Canadian Solar Inc. (NASDAQ: CSIQ) reported third-quarter revenue that surpassed Wall Street expectations, supported by record battery energy storage shipments and a continued strategic focus on higher-margin markets.
The company posted quarterly revenue of $1.5 billion, beating analysts’ forecasts of $1.37 billion and reaching the upper end of its guidance range. However, adjusted earnings per share came in at a loss of $0.58, missing the consensus estimate of a $0.42 loss. Canadian Solar’s gross margin improved to 17.2%, exceeding its guidance of 14%–16%.
The company’s e-STORAGE division achieved record quarterly battery energy storage shipments of 2.7 GWh, well above its prior guidance of 2.1 GWh to 2.3 GWh.
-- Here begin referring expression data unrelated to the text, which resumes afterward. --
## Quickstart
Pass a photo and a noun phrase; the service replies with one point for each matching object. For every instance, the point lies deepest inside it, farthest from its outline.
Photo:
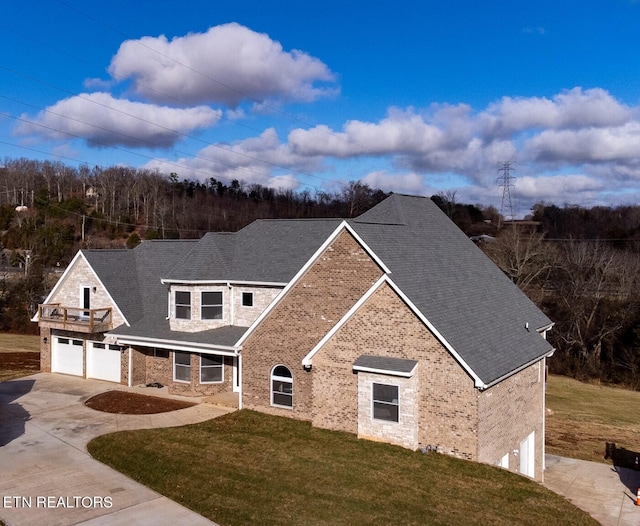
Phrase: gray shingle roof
(465, 297)
(132, 277)
(266, 251)
(469, 301)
The unit’s contracted backlog expanded to $3.1 billion as of October 31, 2025.
Total module shipments recognized as revenue were 5.1 GW, down 35% sequentially and 39% year over year, though profitability was supported by strong performance in premium markets.
For the fourth quarter, Canadian Solar projected revenue between $1.3 billion and $1.5 billion, with gross margins in the 14%–16% range. Looking ahead to 2026, the company forecast total module shipments of 25 GW to 30 GW and battery energy storage shipments between 14 GWh and 17 GWh.